Às vezes, Pepita já o aguardava, contando o dinheiro do dia, conferindo os penduricalhos
que não eram vendidos, afixando-lhes novos preços. Ela se vestia de panos, lenços em
volta dos ombros, que formavam uma singular leveza com os cabelos até a cintura.
Dali partiam para onde somente os dois gozavam de absoluta privacidade. Numa dessas
ocasiões, após os desejos saciados, Malaquias e Pepita conversaram pela primeira vez
sobre o futuro. Ele não via mais, aos quarenta e cinco anos, uma razão para suportar um
filho no fundo de uma rede, deformado por doença rara, e uma mulher alcoólatra.
Perseverava que, mesmo com um fardo na consciência, de tantos outros filhos que abandonou
à própria sorte, frutos de relações conturbadas, alguém o faria sossegar em seio
eterno, com sua vidinha rotineira, sem que problemas o fizessem fugir novamente.
Afinal, para Malaquias não era pecado querer ser feliz com apenas um trabalho, o seu, de
vendedor de doces, um casebre de palafita e noites ardentes com a mulher que escolheu por
tesão e amor, sobretudo sendo a venezuelana Pepita a sua mais nova esperança.
" O que nós temos pra perder? Só a nossa própria vida. Você acha pouco pra
recomeçar?" insistia à parceira. Pepita, com a cabeça encostada ao braço
do vendedor, pôs-se pensativa, enquanto massageava, com a ponta do dedo indicador, um dos
mamilos dele.
" Éres una fruta proibida, mi hombre!"
" Não, nada me proíbe!"
" E su família?"
Ele hesita um pouco. Mas a circunstância, tal como a ansiedade por mudar, enlevou-o a
pensar sobre todo o sofrimento. Nada do que lhe veio à cabeça, porém, precipitou-se a
muitas palavras. Só o que revelou foi a vontade final.
" Nada me proíbe! Vamos!"
Os dois entreolharam-se, demoradamente. Pepita seguiria certamente sua intuição. Errante
desde criança, conhecia as intenções por meio dos olhares humanos, e os sentimentos.

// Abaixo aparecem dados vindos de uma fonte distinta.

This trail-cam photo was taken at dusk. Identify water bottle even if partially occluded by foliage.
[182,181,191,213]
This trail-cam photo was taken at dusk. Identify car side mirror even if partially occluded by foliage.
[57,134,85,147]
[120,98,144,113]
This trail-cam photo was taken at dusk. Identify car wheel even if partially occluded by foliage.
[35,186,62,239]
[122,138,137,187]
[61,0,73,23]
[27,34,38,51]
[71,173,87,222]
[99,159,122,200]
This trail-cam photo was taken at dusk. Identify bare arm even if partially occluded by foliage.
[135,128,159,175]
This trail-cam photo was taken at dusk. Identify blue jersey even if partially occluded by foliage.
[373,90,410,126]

" Yo non quiero fazer-te sofrer!"
Malaquias estava farto do presente. Com toda a experiência adquirida, ainda assim não
sabia distinguir futuro de destino, daquilo que não se pode fugir. Malaquias não se
voltaria tão facilmente contra suas pendências humanas, sem que nada lhe fosse cobrado e
a quem estivesse ao seu redor.
" Me prometa que você vai estar, domingo, me aguardando, no mesmo lugar, de
manhã cedo, pra irmos embora, juntos, pra sempre! Vá, prometa, minha cor de
canela!"
Pepita sorri, e o beija.
" Estarei lá, mi amor! E tu mi levarás!" disse beijando-o
molhadamente na boca.
Exultante, Malaquias fez idéia da tortura que seriam os dias até o domingo.
Em casa, nada mais o perturbava. Via o filho constantemente na rede, como que
despedindo-se aos poucos.
Não falou mais com a mulher. Na mesa, foi onde deixou o dinheiro que ela pediu para pagar
o aluguel do quitinete, sem nem dar conta de que ela o beberia pelo menos à metade.

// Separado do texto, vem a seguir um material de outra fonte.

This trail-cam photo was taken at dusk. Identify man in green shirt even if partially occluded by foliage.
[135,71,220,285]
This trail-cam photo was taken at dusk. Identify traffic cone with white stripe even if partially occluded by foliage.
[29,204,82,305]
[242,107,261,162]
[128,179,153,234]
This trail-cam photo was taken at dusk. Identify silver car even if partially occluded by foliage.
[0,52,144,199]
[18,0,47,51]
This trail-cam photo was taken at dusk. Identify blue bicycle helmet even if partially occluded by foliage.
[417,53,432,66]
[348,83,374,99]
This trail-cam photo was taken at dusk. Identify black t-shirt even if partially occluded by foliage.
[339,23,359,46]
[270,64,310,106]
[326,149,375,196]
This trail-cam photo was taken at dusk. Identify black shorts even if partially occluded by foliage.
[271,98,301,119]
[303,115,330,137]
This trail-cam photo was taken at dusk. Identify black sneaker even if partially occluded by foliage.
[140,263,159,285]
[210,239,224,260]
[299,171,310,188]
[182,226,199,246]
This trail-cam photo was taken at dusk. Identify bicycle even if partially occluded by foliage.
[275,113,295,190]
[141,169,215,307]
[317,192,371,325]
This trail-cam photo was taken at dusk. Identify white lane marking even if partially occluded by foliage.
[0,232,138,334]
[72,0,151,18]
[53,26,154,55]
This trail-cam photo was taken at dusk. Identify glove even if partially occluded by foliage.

Tratou com mais entusiasmo os companheiros da rua, e os fregueses.
Engatilhou algumas peças do carro. Comprou combustível barato, ilegalmente, nos fundos
de uma garagem cheia de pneus velhos.
Esteve, enfim, às vésperas.
Demorou a dormir. Punha e retirava o lençol, matou carapanãs, se levantava para ver o
filho, aturou a noite inteira os roncos da bêbada ao lado.
Com o céu clareando, levantou-se de vez. Tudo preparado, as coisas no carro, nada mais,
além de um banho, o faria ficar ali.
Terminado o asseio, olha pela última vez o garoto.
Antes de fechar a porta, pensa: "Até nunca mais, vida dos diabos".
Durante o percurso, largos sorrisos de satisfação. Não havia um rumo certo depois de
apanhá-la na praça. Isso a gente decide!
Ao chegar, não quis incomodar um mendigo deitado no banco, em que costumava esperá-la.
Decidiu aguardar encostado no carro.
Passaram-se as horas, e a paciência. "Mas ela disse que vinha, ela vem"
pensava a cada surto de agonia.
Quando a respiração ofegante já não o deixava mais raciocinar, veio na bicicleta um
garoto, talvez filho de uma prostituta dos arredores.
Entregou-lhe um patuá vermelho, de lã, com o fundo puído.
Malaquias o abriu imediatamente. Lá estavam três pedrinhas de jaspe, e um singelo
bilhete, que dizia:
"Ti prometi, mi amor, i cumpro-te. Vá, leve-me contigo, mi energia, mi sentimiento
estan todos nestas pedras. Leve-me, leve-me ahora, i serás feliz comigo, da maneira que
quiseres."
Não se tratava de uma brincadeira. Malaquias entendeu. Não se moveu do lugar por alguns
minutos. Mas não conseguiu conter o choro, ao entrar no carro encostar a cabeça no
volante.
Chorou incontrolavelmente, até o meio-dia.